I then asked them all, "Why do you think someone would
choose to develop a friendship with a person having a severe intellectual
disability?"
Responses related as to how much one could learn from such
people, how much they have to give, how their lives impact those around them
and so forth.
I then wondered aloud. "Why
must a friendship with a person with a severe disability have a utilitarian
component when your friendship with your other friends is just based upon being
together drinking coffee or watching movies?"
I admit I didn't plan on the discussion, it kind of just
happened. As I thought out loud, I
recognized that the criteria for friendship, for some reason, seems to be
different for friends if they have a disability. It was like the same
criteria would not work for a person with a severe disability as works for
someone without that characteristic. It seems I believe a lie that in
order for me to have a friendship with a person with a severe disability, I
must identify something that he or she has to give to me (utilitarianism) as a
reason for the friendship. Perhaps I have come to think that people with
particular characteristics have nothing to offer me, so I have to find
something that they may have to offer in order to justify friendship.
I then thought of my own friends. Doug is a neighbor who will
just stop by my house unannounced. For some reason, I never expect him to
show up. He drives up on his 4 wheeler (I live in the country), comes in, and we
have a cup of coffee or dinner. We talk about what he is doing or what I
am doing or maybe just sit and watch whatever Kathi and I happen to have on TV.
I love it when Doug stops by unannounced. I am not his friend because of
how much I can learn from him, or how much he has to give, or how his life
impacts those around him. We just enjoy hanging out together.
One of my best friends was a man with severe intellectual
disabilities. I started visiting his group home because I wanted to do
something nice for the men who lived there. I would go by with a bottle
of soda and something to munch on and hang out for an hour. Increasingly
I found that Thom and I connected. He liked me and I liked him. He
would tell me about his day program, how he wanted to marry his teacher, about
his brother in whom he was so proud and about the Angels, Dodgers or Lakers.
I would tell him about things I knew he would be interested in, like my horses
or that I had had a barbeque, or how he was my friend.

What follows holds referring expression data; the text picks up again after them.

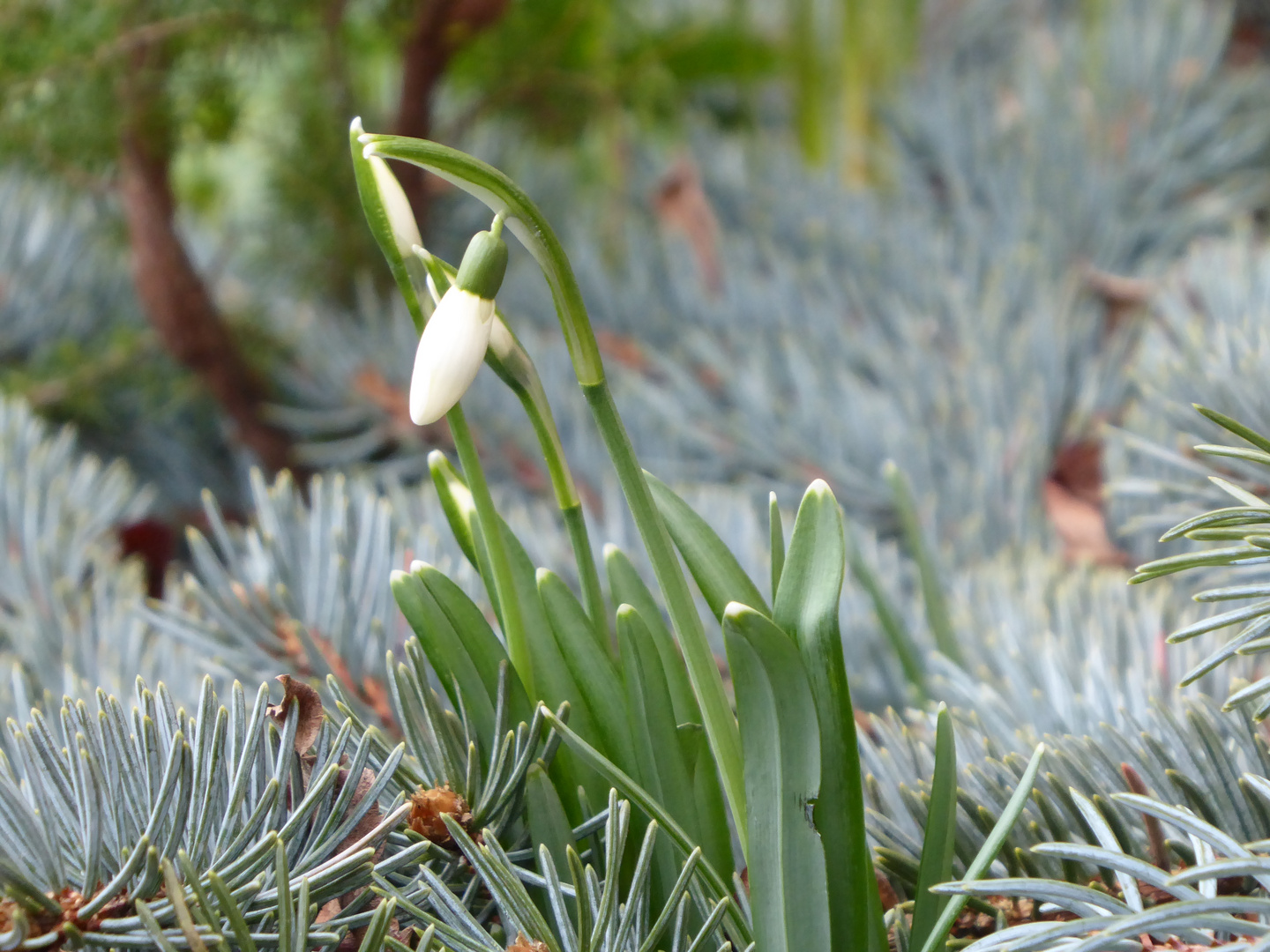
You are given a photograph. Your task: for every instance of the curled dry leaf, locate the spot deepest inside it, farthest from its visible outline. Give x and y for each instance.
(310, 711)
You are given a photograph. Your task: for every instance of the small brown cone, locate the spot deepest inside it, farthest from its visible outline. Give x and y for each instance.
(427, 807)
(524, 945)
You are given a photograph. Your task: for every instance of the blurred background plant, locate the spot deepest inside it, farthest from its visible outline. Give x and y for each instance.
(1001, 244)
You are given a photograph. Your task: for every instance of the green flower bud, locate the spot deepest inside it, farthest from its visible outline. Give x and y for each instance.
(484, 265)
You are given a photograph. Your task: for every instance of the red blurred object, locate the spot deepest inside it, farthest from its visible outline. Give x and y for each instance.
(155, 541)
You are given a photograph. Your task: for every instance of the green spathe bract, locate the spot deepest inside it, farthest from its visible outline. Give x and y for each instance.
(484, 265)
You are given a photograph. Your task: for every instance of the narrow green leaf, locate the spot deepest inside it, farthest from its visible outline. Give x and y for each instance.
(592, 668)
(626, 587)
(892, 622)
(1238, 493)
(940, 829)
(715, 569)
(1235, 427)
(990, 847)
(788, 893)
(479, 640)
(658, 758)
(1229, 516)
(1169, 565)
(776, 533)
(932, 588)
(545, 814)
(807, 609)
(1244, 453)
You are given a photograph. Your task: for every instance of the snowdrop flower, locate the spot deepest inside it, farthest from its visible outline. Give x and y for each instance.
(397, 206)
(456, 337)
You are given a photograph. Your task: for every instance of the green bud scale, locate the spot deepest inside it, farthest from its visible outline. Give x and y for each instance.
(484, 265)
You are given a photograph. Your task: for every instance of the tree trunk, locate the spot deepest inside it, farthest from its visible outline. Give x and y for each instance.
(178, 303)
(439, 29)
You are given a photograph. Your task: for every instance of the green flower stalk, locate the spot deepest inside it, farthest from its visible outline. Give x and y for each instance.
(524, 219)
(387, 212)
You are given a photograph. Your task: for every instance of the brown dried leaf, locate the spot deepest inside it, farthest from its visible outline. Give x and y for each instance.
(1081, 525)
(310, 711)
(372, 816)
(684, 206)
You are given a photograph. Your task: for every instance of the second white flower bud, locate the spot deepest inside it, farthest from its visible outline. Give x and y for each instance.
(453, 342)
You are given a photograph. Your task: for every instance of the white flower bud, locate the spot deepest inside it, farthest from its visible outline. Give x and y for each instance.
(450, 353)
(397, 206)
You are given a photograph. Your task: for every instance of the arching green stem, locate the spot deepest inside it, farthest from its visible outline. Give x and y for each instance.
(508, 360)
(528, 225)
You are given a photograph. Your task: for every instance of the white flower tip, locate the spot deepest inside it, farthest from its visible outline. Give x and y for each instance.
(397, 206)
(451, 352)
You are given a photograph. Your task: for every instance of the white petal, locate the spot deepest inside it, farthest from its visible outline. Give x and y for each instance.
(451, 351)
(406, 230)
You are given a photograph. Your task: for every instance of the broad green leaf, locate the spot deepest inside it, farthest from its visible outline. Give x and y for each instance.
(553, 681)
(990, 847)
(592, 669)
(478, 639)
(447, 652)
(628, 787)
(892, 622)
(788, 891)
(716, 570)
(626, 587)
(658, 758)
(707, 795)
(807, 609)
(932, 588)
(940, 828)
(776, 542)
(456, 502)
(663, 768)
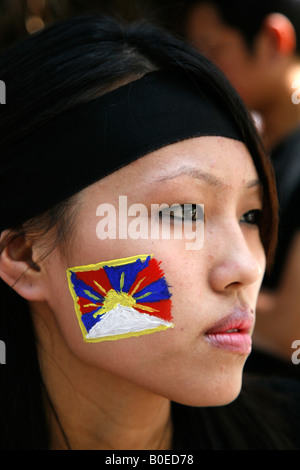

He would often say
to me, "I am nice to you, Jeff." and he was! He passed away
about a year ago, and I’ve found that I don't have the same desire to visit the
group home as I did before. Why? Because my friend no longer lives
there! I like the other men and women who live there, but Thom was my
friend. He was my friend in the same way that Doug is my friend. Not
because of what he could do for me, but because we enjoyed hanging out
together.
Another friend of mine is Mark, also a man with disabilities.
We get lunch together and talk about whatever. He has Fridays off, so I plan to
run errands on Fridays. We ride around together, ultimately landing somewhere
for lunch. What do I expect when we are together? I expect we will laugh, we
will talk about some of the same things we always talk about, and we will enjoy
a burger together. He is just my friend, not my spiritual mentor or someone
leading me to a greater level of consciousness. But being my friend is what he
needs, and it’s what
I need, so the friendship works for us both.
No real friendship is truly utilitarian. If you are
looking for utilitarian relationships, you are probably not looking for
friendships. As you consider befriending those with the characteristic of
severe impairment, do not attempt to make the relationship anything different
than the relationship you have with other friends.